Insurance Agency Management,
Insurance Agency Growth Strategies,
Grow an Agency
I find that most of us agency owners are not financiers. We are sales and marketing types usually and view accounting as a necessary evil at best. Consequently, we often don’t pay a lot of attention to it. Last time I mentioned just a few things to pay attention to on the P&L. I’d like to talk now about the Balance Sheet.
The Balance Sheet is an indispensable companion to the P&L. Without it you really have no idea where you are. It tells you how much you owe other people and when. It tells you how much people owe you and when (roughly). It should tell you how much cash in the bank you’ve actually got and it will tell you whether you have more value in cash, receivables and stuff than you owe.

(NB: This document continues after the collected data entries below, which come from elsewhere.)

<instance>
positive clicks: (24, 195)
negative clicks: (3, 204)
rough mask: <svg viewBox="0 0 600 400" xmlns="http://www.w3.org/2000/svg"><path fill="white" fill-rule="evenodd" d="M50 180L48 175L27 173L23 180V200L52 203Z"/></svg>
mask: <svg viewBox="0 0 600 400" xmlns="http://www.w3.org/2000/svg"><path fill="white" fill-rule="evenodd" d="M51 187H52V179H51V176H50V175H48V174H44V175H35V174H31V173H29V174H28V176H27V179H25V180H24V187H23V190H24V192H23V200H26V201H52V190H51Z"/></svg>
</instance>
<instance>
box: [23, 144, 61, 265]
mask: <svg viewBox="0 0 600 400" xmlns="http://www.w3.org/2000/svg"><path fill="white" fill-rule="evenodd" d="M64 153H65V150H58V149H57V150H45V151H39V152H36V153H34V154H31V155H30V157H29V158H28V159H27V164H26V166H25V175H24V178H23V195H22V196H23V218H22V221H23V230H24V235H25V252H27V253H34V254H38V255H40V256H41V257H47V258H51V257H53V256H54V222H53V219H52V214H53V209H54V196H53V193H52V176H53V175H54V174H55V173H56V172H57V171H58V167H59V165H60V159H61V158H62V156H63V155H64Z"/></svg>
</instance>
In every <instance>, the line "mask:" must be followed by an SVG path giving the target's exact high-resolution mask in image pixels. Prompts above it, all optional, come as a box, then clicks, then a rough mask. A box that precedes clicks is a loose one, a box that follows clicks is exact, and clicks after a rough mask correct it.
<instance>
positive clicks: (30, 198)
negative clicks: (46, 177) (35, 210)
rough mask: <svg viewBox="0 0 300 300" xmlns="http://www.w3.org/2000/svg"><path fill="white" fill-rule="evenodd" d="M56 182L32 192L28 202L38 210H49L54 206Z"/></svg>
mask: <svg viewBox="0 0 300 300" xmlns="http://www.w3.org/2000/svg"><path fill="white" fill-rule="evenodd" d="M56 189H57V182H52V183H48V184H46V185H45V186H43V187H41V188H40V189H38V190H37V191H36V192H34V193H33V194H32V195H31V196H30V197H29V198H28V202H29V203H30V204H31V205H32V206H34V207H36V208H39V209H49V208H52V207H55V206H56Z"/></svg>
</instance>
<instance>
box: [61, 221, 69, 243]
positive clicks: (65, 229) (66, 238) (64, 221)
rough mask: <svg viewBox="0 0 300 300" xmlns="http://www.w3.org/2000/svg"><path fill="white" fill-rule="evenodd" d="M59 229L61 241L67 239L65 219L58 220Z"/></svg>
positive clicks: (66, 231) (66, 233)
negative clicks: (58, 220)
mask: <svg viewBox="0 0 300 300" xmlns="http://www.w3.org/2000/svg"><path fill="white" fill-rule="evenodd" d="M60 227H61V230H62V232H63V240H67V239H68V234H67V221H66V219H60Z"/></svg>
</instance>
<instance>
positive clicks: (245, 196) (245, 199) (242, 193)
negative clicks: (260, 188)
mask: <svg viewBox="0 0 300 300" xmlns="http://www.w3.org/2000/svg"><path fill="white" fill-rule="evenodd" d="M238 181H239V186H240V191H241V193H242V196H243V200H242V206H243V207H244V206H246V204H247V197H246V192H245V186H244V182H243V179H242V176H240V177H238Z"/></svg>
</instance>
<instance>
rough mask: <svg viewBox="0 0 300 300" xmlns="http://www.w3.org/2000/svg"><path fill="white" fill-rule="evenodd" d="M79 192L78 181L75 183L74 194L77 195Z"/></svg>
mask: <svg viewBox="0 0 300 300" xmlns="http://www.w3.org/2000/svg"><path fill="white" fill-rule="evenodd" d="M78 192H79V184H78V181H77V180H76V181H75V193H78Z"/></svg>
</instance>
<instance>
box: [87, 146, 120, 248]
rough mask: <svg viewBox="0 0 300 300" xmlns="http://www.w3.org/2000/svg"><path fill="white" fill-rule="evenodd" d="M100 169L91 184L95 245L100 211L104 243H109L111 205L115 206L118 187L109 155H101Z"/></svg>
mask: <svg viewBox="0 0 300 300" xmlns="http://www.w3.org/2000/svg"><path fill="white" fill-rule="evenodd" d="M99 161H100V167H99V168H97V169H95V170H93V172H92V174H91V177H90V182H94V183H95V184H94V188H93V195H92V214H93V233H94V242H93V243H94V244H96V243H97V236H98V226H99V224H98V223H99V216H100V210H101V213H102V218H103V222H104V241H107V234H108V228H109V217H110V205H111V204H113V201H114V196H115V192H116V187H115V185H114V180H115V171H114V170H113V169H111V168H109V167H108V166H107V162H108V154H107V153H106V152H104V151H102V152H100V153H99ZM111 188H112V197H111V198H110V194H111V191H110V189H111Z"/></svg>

The most important thing on the Balance Sheet, I think, is cash. Cash is everything to a small business. Receivables are nice if they show up as cash. Until then they are pretty worthless. So, I always want to know how much cash I’ve got RIGHT NOW compared to how much I owe RIGHT NOW. Some people get fancy and compare Current Assets (which includes receivables) with Current Liabilities (which includes payables) but I think that’s asking for trouble. If you always make sure you’ve got the cash in the bank to pay your current bills you’ll always be in business.
The second most important thing on your Balance Sheet is Accounts Receivable. That’s what people owe you. Can I tell you something? As a new and growing agency you should not have any accounts receivable. At least not from customers.

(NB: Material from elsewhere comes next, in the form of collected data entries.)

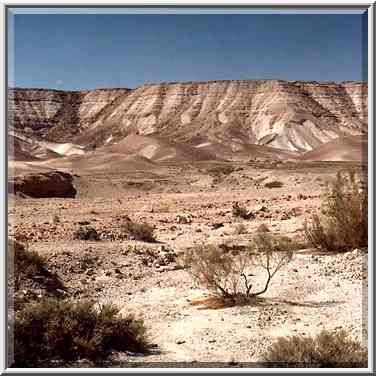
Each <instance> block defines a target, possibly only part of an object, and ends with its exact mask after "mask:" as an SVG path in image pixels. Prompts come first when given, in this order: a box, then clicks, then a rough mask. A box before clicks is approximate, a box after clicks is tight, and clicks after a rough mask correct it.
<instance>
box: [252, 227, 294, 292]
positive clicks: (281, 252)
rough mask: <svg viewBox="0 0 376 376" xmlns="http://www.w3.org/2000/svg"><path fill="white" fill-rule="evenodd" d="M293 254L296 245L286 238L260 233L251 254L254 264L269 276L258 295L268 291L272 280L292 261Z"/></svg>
mask: <svg viewBox="0 0 376 376" xmlns="http://www.w3.org/2000/svg"><path fill="white" fill-rule="evenodd" d="M293 252H294V244H293V242H292V240H291V239H290V238H288V237H286V236H278V235H277V236H276V235H271V234H268V233H260V234H258V235H256V236H255V237H254V239H253V241H252V243H251V246H250V254H251V256H252V258H253V259H254V264H255V265H258V266H260V267H262V268H263V269H265V271H266V272H267V275H268V278H267V280H266V283H265V287H264V289H263V290H261V291H259V292H258V293H257V294H256V295H261V294H263V293H265V292H266V291H267V289H268V287H269V283H270V281H271V279H272V278H273V277H274V276H275V275H276V274H277V273H278V271H279V270H280V269H281V268H282V267H283V266H285V265H286V264H288V263H289V262H290V261H291V259H292V256H293Z"/></svg>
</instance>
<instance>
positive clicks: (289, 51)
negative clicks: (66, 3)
mask: <svg viewBox="0 0 376 376" xmlns="http://www.w3.org/2000/svg"><path fill="white" fill-rule="evenodd" d="M366 27H367V18H366V15H360V14H343V15H338V14H311V15H309V14H294V15H288V14H282V15H281V14H278V15H277V14H274V15H272V14H190V15H189V14H185V15H183V14H169V15H161V14H143V15H141V14H131V15H129V14H115V15H114V14H112V15H111V14H64V15H63V14H17V15H13V16H12V17H11V18H10V23H9V28H10V29H9V34H8V35H9V54H8V58H9V60H8V61H9V86H17V87H40V88H57V89H69V90H75V89H85V88H88V89H89V88H99V87H131V88H132V87H136V86H139V85H142V84H143V83H146V82H149V83H150V82H165V81H187V80H222V79H223V80H226V79H287V80H318V81H343V80H361V79H366V75H367V71H366V69H367V67H366V61H367V51H366V46H367V44H366V42H367V40H366V34H365V30H366ZM362 51H363V56H362ZM13 59H14V61H13Z"/></svg>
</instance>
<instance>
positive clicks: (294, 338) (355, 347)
mask: <svg viewBox="0 0 376 376" xmlns="http://www.w3.org/2000/svg"><path fill="white" fill-rule="evenodd" d="M263 361H265V362H266V363H267V364H266V365H267V366H269V367H314V368H320V367H328V368H329V367H340V368H344V367H367V352H366V351H364V350H362V348H361V345H360V343H359V342H358V341H355V340H353V339H351V338H349V336H348V334H347V333H346V332H345V331H343V330H341V331H339V332H328V331H322V332H321V333H320V334H319V335H317V336H316V337H315V338H312V337H301V336H293V337H287V338H284V337H281V338H278V339H277V341H276V342H275V343H273V344H272V346H271V347H270V348H269V349H268V351H267V352H266V354H264V356H263Z"/></svg>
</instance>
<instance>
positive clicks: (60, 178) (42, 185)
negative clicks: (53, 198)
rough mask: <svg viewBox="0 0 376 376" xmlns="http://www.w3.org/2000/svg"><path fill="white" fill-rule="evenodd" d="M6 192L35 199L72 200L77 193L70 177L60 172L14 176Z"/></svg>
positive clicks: (53, 171)
mask: <svg viewBox="0 0 376 376" xmlns="http://www.w3.org/2000/svg"><path fill="white" fill-rule="evenodd" d="M8 192H9V193H22V194H24V195H27V196H29V197H35V198H42V197H64V198H73V197H75V196H76V193H77V191H76V189H75V188H74V186H73V177H72V175H70V174H68V173H66V172H61V171H51V172H41V173H33V174H27V175H20V176H15V177H13V178H10V179H9V182H8Z"/></svg>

Your insurance carriers may owe you commissions on Direct Bill policies but you can’t put that on the Balance Sheet because you really never know how much it is. You may have a few premium financed receivables if you had any Agency Bill business. But I would recommend that you never have any customer receivables.

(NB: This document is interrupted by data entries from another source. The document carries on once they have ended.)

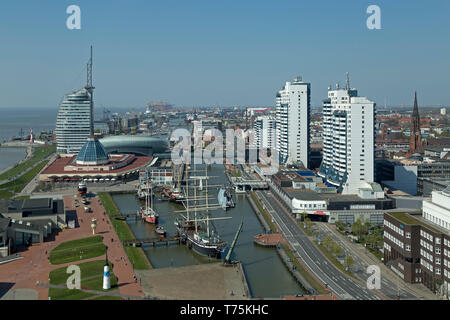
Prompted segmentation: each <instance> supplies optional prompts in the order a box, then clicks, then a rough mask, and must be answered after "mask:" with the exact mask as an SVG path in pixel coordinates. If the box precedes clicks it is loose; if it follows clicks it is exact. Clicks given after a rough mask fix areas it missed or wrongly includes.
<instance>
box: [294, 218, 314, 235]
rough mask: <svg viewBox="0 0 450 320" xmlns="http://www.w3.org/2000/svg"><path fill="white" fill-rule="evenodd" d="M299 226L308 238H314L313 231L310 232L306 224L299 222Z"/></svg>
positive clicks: (301, 222) (301, 221)
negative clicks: (309, 236)
mask: <svg viewBox="0 0 450 320" xmlns="http://www.w3.org/2000/svg"><path fill="white" fill-rule="evenodd" d="M297 225H298V226H299V227H300V229H302V230H303V232H305V233H306V234H307V235H308V236H310V237H312V236H314V234H313V233H312V231H311V230H309V229H308V228H305V226H304V223H303V222H302V221H300V222H297Z"/></svg>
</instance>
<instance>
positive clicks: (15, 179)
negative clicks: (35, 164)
mask: <svg viewBox="0 0 450 320" xmlns="http://www.w3.org/2000/svg"><path fill="white" fill-rule="evenodd" d="M47 163H48V160H44V161H42V162H41V163H39V164H38V165H36V166H35V167H34V168H33V169H31V170H30V171H28V172H27V173H25V174H23V175H21V176H20V177H19V178H17V179H15V180H13V181H10V182H7V183H4V184H2V185H0V189H1V190H0V198H1V199H7V198H12V197H13V196H14V194H15V193H19V192H21V191H22V190H23V188H25V186H26V185H27V184H28V183H30V181H31V180H33V179H34V177H35V176H36V175H37V174H38V173H39V172H40V171H41V170H42V169H43V168H44V167H45V166H46V165H47Z"/></svg>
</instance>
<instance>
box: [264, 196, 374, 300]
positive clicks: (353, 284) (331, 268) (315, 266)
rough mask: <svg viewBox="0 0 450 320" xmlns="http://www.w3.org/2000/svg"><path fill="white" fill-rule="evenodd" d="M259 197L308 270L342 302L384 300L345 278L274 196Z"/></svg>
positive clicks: (349, 278)
mask: <svg viewBox="0 0 450 320" xmlns="http://www.w3.org/2000/svg"><path fill="white" fill-rule="evenodd" d="M255 193H256V195H257V196H258V198H259V199H260V201H261V202H262V204H263V205H264V207H265V208H266V209H267V210H268V211H269V213H270V214H271V215H272V217H273V219H274V221H275V223H276V224H277V225H278V227H279V228H280V231H281V232H282V233H283V235H284V237H285V238H286V240H287V241H288V242H289V243H290V245H291V246H292V248H294V250H295V251H296V253H297V255H298V256H299V257H300V259H301V260H302V262H303V263H304V264H305V265H306V267H307V268H308V269H309V270H310V271H311V272H312V273H313V274H314V276H315V277H316V278H317V279H319V280H320V281H321V282H322V283H326V284H327V285H328V288H329V289H330V290H331V291H332V292H333V293H335V294H336V295H337V296H338V297H339V298H340V299H346V300H354V299H356V300H381V298H380V297H379V296H378V295H377V294H375V293H374V292H372V291H371V290H369V289H367V288H366V287H365V286H363V285H362V284H359V283H358V282H357V281H356V280H354V279H351V278H350V277H348V276H346V275H344V274H343V273H342V272H340V271H339V270H338V269H337V268H336V267H335V266H334V265H333V264H331V262H329V261H328V260H327V259H326V258H325V257H324V256H323V254H322V253H321V252H320V250H319V249H318V248H317V247H316V246H315V244H314V243H312V242H311V241H310V240H309V238H308V236H307V235H306V234H305V233H304V232H303V230H302V229H301V228H300V227H299V226H298V225H297V224H296V223H294V222H293V220H292V218H291V217H289V216H288V213H286V211H285V209H284V208H283V207H282V206H281V205H280V204H279V203H278V201H277V200H276V199H275V198H274V196H273V195H272V194H271V193H270V192H267V191H265V192H261V191H256V192H255Z"/></svg>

Why? Well, if you wanted to be a banker why are you an insurance agent? Agents are terrible collectors, are thinly capitalized and usually go broke if they finance customer receivables when they’re new in business. Don’t do it!
So, really, the Balance Sheet is most important for telling you if you can pay your bills due out of cash. If you can’t and are hoping receivables are going to bail you out you’re headed for trouble!